その頃のジジイと厨二病
今回は賽子以外の視点で話が進められる回です。次回からはまた賽子中心の視点に戻ります。
賽子たちがハイランド領に足を踏み入れる数時間前から、闇属性魔法を主力としたミスルム軍は、悲願のハイランド打倒を達成するために戦闘を仕掛け始めた。
ミスルム国の剣客、佐藤向日葵は、馬上に仁王立ちしながら進軍していた。数日にわたる行軍を経ても疲れを微塵も感じさせない。しかし、そのような姿勢に慣れていないからか、何度もバランスを崩している。その度に、召喚士のアイリスに怒られていた。
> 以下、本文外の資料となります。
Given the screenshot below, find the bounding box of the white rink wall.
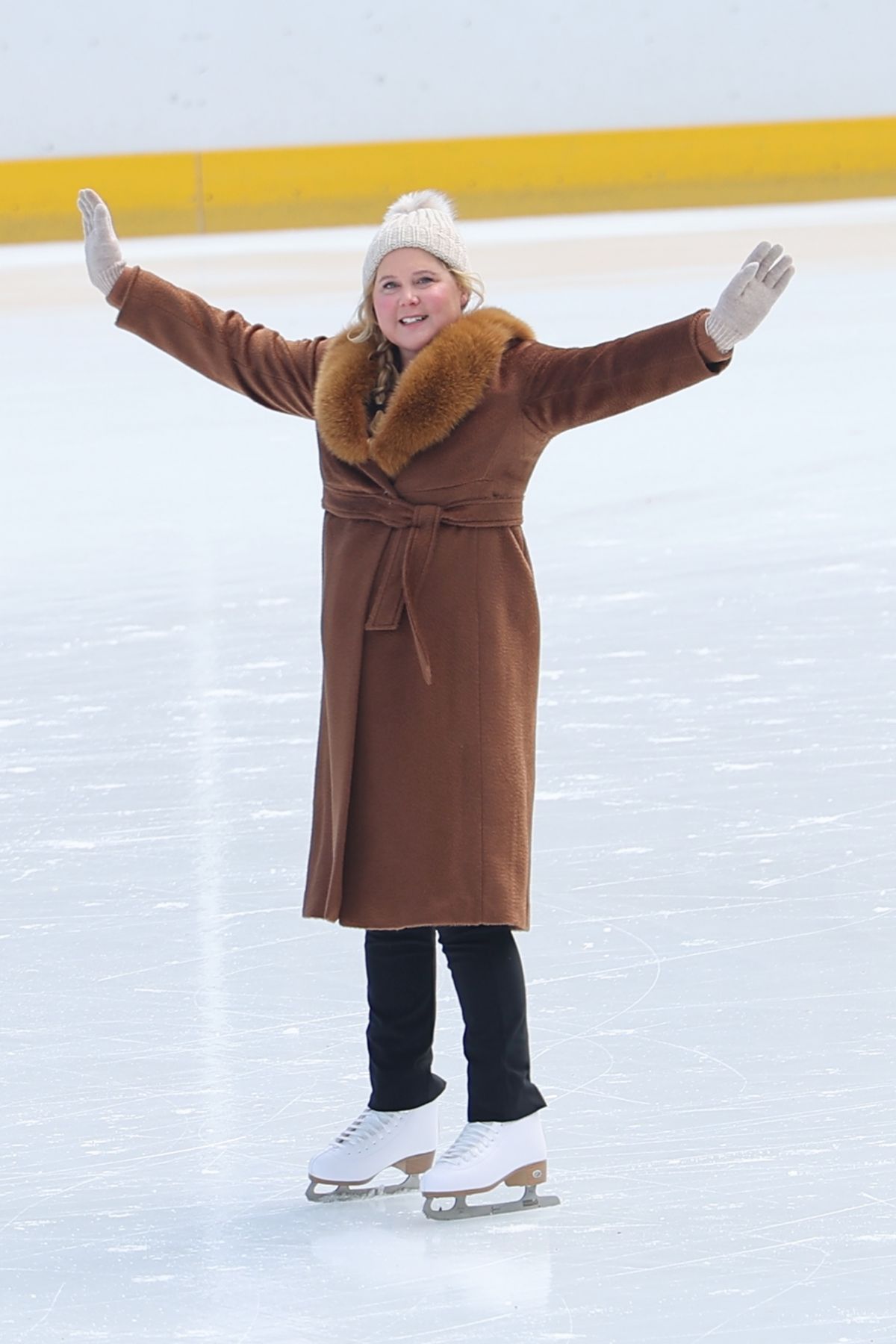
[7,0,896,160]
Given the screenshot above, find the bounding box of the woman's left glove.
[78,188,125,294]
[706,243,794,351]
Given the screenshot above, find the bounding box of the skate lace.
[333,1109,398,1148]
[439,1121,501,1166]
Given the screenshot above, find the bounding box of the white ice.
[0,202,896,1344]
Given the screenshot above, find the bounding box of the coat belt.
[324,485,523,685]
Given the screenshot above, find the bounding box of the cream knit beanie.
[361,191,469,290]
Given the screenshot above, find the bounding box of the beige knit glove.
[706,243,794,351]
[78,188,125,294]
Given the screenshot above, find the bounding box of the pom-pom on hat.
[361,191,469,289]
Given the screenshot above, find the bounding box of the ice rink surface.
[0,202,896,1344]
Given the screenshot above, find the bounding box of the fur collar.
[314,308,535,477]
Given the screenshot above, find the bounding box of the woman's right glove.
[706,243,794,351]
[78,188,125,294]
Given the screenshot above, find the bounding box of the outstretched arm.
[78,191,324,418]
[520,243,794,435]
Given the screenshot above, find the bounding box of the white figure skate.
[420,1112,560,1219]
[305,1098,438,1203]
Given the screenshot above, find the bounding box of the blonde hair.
[345,258,485,438]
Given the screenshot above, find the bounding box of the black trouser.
[364,924,545,1121]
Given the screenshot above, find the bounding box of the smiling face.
[373,247,469,368]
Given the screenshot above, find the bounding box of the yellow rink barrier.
[0,117,896,243]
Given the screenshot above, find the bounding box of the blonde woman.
[79,191,792,1218]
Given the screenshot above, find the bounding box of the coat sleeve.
[108,266,325,420]
[518,309,731,437]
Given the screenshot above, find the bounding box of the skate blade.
[423,1186,560,1223]
[305,1176,420,1204]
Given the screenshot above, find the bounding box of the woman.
[79,191,792,1216]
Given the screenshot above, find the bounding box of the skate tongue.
[439,1119,501,1166]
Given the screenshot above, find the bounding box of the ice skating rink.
[0,200,896,1344]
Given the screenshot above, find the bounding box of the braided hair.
[345,266,484,438]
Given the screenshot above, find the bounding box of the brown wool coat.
[109,267,726,929]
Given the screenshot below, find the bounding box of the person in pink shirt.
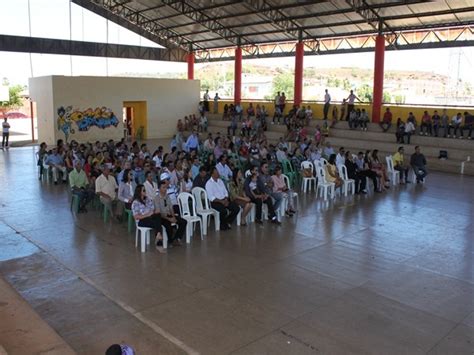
[272,165,296,217]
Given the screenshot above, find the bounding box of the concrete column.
[294,41,304,106]
[372,34,385,123]
[234,47,242,104]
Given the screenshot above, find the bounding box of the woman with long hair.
[324,154,342,188]
[132,184,166,253]
[117,169,136,210]
[229,169,253,226]
[179,169,193,193]
[370,149,390,191]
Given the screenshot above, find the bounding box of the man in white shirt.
[95,166,122,221]
[346,90,360,121]
[323,142,335,159]
[276,146,288,163]
[203,133,216,153]
[216,155,233,182]
[2,117,10,149]
[234,103,244,121]
[405,121,416,144]
[323,89,331,120]
[143,171,158,201]
[206,167,240,230]
[184,130,199,153]
[448,112,462,138]
[336,147,346,167]
[44,148,67,185]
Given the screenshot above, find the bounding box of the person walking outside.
[323,89,331,120]
[2,117,10,149]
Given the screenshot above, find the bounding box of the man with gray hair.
[69,159,94,213]
[95,165,122,221]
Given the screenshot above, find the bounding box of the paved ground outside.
[0,147,474,354]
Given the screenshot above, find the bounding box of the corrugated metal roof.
[83,0,474,49]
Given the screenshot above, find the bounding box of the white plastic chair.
[316,167,336,201]
[301,161,316,192]
[135,221,151,253]
[262,197,287,222]
[410,167,426,184]
[313,159,324,169]
[385,155,400,185]
[282,174,298,211]
[178,192,204,244]
[135,221,168,253]
[191,187,221,235]
[236,204,256,226]
[337,165,355,196]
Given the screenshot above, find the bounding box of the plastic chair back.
[337,165,349,180]
[301,161,314,173]
[191,186,210,211]
[316,167,327,184]
[178,192,197,217]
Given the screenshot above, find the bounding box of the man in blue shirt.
[44,148,67,185]
[184,131,199,153]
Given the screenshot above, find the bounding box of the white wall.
[30,76,200,144]
[28,76,58,144]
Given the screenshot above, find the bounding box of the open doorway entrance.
[123,101,148,140]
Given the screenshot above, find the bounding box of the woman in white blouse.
[180,169,193,193]
[118,169,136,210]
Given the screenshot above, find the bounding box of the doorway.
[123,101,148,140]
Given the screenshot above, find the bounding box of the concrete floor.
[0,148,474,354]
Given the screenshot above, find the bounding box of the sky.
[0,0,474,85]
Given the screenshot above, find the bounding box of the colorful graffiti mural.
[57,106,119,141]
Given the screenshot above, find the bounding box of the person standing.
[206,167,240,230]
[379,107,393,132]
[392,147,410,184]
[461,112,474,139]
[214,92,221,113]
[410,146,428,184]
[323,89,331,120]
[344,151,367,194]
[346,90,360,121]
[203,90,209,112]
[2,117,10,149]
[339,99,347,121]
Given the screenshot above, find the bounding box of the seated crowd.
[380,108,474,144]
[38,121,426,252]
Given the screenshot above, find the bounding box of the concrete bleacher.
[208,114,474,175]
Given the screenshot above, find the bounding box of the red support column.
[294,42,304,106]
[372,35,385,123]
[30,99,35,142]
[186,52,194,80]
[234,47,242,104]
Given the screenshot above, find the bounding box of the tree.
[0,85,25,108]
[273,72,294,100]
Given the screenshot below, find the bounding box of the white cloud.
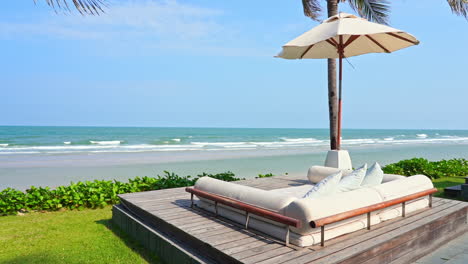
[0,0,274,56]
[0,0,222,40]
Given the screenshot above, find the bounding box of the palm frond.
[348,0,392,25]
[33,0,107,15]
[302,0,322,21]
[447,0,468,19]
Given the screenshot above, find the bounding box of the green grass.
[0,206,159,264]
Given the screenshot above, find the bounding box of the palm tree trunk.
[327,0,338,149]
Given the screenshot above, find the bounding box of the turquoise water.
[0,127,468,189]
[0,127,468,155]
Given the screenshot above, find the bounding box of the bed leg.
[320,225,325,247]
[367,212,371,230]
[190,193,193,208]
[245,212,250,229]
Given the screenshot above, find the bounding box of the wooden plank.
[284,201,460,264]
[363,215,467,264]
[223,239,277,255]
[311,203,466,263]
[203,230,256,246]
[254,248,311,264]
[241,247,295,264]
[231,243,284,260]
[216,235,271,253]
[308,199,451,250]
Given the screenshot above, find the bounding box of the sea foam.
[89,140,122,145]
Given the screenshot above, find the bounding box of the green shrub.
[0,171,240,215]
[382,158,468,179]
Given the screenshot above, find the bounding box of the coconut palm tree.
[302,0,468,149]
[33,0,107,15]
[37,0,468,149]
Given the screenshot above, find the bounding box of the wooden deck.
[113,176,468,264]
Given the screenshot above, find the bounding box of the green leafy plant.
[0,171,245,215]
[382,158,468,179]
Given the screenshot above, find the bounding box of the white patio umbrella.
[276,13,419,149]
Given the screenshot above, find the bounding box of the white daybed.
[186,166,437,247]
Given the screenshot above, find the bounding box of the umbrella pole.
[336,36,344,150]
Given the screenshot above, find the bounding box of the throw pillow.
[303,171,342,198]
[361,162,383,187]
[338,164,367,192]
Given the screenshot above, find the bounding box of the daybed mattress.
[195,175,433,247]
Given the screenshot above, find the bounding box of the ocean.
[0,126,468,189]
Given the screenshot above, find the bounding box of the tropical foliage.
[0,171,240,215]
[383,158,468,179]
[302,0,468,24]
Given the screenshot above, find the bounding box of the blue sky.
[0,0,468,129]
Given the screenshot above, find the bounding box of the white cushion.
[285,188,382,234]
[270,184,314,198]
[361,162,383,187]
[370,175,434,201]
[198,201,380,247]
[195,177,296,213]
[304,171,342,199]
[307,166,351,183]
[338,164,367,192]
[382,174,406,183]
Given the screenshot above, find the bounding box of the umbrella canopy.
[276,13,419,149]
[277,13,419,59]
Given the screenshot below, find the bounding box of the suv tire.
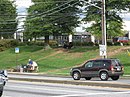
[85,77,91,80]
[111,76,119,80]
[99,72,108,81]
[72,72,81,80]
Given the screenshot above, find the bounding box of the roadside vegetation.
[0,46,130,75]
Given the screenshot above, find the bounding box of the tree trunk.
[45,35,49,44]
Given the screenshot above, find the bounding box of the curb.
[9,77,130,90]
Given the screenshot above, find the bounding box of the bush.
[0,39,19,51]
[49,40,58,47]
[73,42,94,46]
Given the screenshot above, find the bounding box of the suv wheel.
[111,76,119,80]
[100,72,108,81]
[85,77,91,80]
[73,72,80,80]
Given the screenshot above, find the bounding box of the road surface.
[2,80,130,97]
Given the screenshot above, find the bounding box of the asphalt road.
[9,74,130,85]
[2,80,130,97]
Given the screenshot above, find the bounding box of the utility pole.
[81,0,107,58]
[102,0,107,58]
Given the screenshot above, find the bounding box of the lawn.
[0,46,130,75]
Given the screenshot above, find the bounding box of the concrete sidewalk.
[9,72,130,90]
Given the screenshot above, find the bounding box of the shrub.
[0,39,19,51]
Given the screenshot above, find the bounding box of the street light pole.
[102,0,107,58]
[81,0,107,58]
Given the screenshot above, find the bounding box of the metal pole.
[102,0,107,58]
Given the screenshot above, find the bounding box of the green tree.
[25,0,80,43]
[83,0,130,42]
[0,0,17,38]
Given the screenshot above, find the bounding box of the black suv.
[70,59,124,81]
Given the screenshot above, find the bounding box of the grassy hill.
[0,46,130,75]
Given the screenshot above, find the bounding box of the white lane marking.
[52,91,130,97]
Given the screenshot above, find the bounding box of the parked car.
[117,37,129,43]
[0,70,8,85]
[70,58,124,81]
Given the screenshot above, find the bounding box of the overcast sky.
[16,0,130,31]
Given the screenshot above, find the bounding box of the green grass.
[0,46,130,75]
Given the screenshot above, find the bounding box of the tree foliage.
[83,0,130,39]
[0,0,17,38]
[25,0,80,43]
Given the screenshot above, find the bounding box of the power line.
[31,0,74,18]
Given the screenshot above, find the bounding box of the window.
[85,61,93,68]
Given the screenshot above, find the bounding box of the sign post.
[99,45,106,58]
「向日葵、変な事をして戦う前から怪我をしてしまってはいけませんよ。普通に乗りなさい」
「マスター、我のことはマーセナリーと呼べと何度も言っただろう! それに、この程度のことで怪我をするほど我は愚かではない」
どう見ても馬鹿な行動なのでアイリスは頭を抱えていた。それに、向日葵の呼称についての謎のこだわりにもついていけない部分がある。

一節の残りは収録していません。